Reputation: 437
I am starting out with lance-gg and am building a game in which a new game map is generated every few minutes. The client game engine needs to receive the generated map. Currently I am registering the map as a serializable object and adding a new instance to the game world when the server starts.
class Map extends serialize.DynamicObject {
constructor(id, width, height) {
super(id);
this.class = Map;
this.width = width;
this.height = height;
this.netScheme = {
tiles: { type: "CLASSINSTANCE" },
};
}
randomTiles() {
const tiles = [];
_.forEach(_.range(this.width), (x) => {
tiles[x] = [];
_.forEach(_.range(this.height), (y) => {
tiles[x][y] = _.random(0, 1);
});
});
return tiles;
}
}
The map is a double array of integers and might be quite large so I'd like to avoid implementing it as part of a netscheme (which I dont think I'm doing correctly here anyway) as it doesn't need to be updated very often.
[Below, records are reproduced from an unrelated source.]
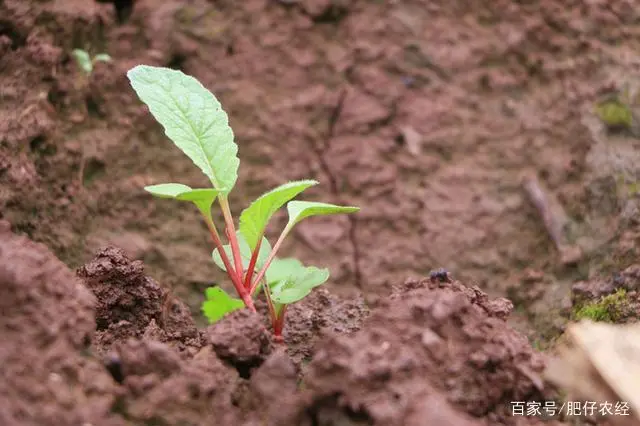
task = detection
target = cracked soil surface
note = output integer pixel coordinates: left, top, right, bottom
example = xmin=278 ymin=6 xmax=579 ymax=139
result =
xmin=0 ymin=0 xmax=640 ymax=425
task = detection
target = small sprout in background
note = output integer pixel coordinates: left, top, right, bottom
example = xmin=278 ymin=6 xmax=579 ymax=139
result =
xmin=596 ymin=98 xmax=633 ymax=129
xmin=71 ymin=49 xmax=111 ymax=75
xmin=127 ymin=65 xmax=360 ymax=342
xmin=572 ymin=288 xmax=632 ymax=322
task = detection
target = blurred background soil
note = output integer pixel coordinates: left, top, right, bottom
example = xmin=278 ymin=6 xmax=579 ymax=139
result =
xmin=0 ymin=0 xmax=640 ymax=341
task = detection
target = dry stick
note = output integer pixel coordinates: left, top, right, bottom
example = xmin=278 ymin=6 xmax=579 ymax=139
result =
xmin=523 ymin=175 xmax=582 ymax=265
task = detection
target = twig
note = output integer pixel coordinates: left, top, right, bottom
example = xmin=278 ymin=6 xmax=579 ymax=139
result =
xmin=522 ymin=175 xmax=582 ymax=265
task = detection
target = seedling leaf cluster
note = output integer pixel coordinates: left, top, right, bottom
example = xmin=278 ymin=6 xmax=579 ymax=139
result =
xmin=127 ymin=65 xmax=359 ymax=341
xmin=71 ymin=49 xmax=111 ymax=75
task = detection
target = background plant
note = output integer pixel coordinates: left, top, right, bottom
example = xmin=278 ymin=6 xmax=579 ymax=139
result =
xmin=71 ymin=49 xmax=111 ymax=75
xmin=127 ymin=65 xmax=359 ymax=341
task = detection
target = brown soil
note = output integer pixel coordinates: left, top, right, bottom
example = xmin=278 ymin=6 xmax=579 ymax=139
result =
xmin=0 ymin=224 xmax=554 ymax=425
xmin=0 ymin=0 xmax=640 ymax=425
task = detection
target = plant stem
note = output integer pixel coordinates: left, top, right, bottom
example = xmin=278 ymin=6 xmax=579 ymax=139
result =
xmin=273 ymin=305 xmax=288 ymax=343
xmin=249 ymin=227 xmax=289 ymax=294
xmin=218 ymin=195 xmax=244 ymax=282
xmin=262 ymin=280 xmax=278 ymax=330
xmin=202 ymin=212 xmax=256 ymax=312
xmin=244 ymin=235 xmax=262 ymax=290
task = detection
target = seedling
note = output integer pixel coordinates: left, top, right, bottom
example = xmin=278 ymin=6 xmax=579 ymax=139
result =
xmin=71 ymin=49 xmax=111 ymax=75
xmin=127 ymin=65 xmax=360 ymax=342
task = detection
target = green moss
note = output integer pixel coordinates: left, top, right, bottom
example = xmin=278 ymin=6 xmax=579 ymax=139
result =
xmin=595 ymin=99 xmax=633 ymax=129
xmin=572 ymin=289 xmax=628 ymax=322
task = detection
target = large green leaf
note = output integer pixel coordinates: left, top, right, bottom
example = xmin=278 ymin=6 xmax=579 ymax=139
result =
xmin=127 ymin=65 xmax=240 ymax=193
xmin=271 ymin=265 xmax=329 ymax=305
xmin=211 ymin=231 xmax=271 ymax=272
xmin=202 ymin=287 xmax=244 ymax=323
xmin=240 ymin=180 xmax=318 ymax=248
xmin=144 ymin=183 xmax=192 ymax=198
xmin=287 ymin=201 xmax=360 ymax=229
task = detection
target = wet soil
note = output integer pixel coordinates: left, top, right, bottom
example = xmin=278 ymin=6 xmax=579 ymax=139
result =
xmin=0 ymin=222 xmax=556 ymax=425
xmin=0 ymin=0 xmax=640 ymax=425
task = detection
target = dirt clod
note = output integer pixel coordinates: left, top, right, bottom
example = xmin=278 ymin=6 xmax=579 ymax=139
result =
xmin=207 ymin=309 xmax=274 ymax=378
xmin=0 ymin=226 xmax=124 ymax=425
xmin=77 ymin=247 xmax=201 ymax=353
xmin=305 ymin=280 xmax=548 ymax=425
I would also like to keep a reference to it in the game world to keep it separate from objects that actually change position.
What is the best way to do this?
Upvotes: 2
Views: 281
Reputation: 688
Lance will only broadcast game objects if their netscheme'd data has changed. Lance will also broadcast all of the game objects when a new user has connected.
In your case, this means that if the map only changes every few minutes, then you should be fine leaving it as a game object, and relying on Lance to detect changes and broadcast when necessary.
An alternative approach is to emit the Map data directly to users using socket.emit
approach as described in this stack overflow question: Sending "secret" data to individual players in Lance Game.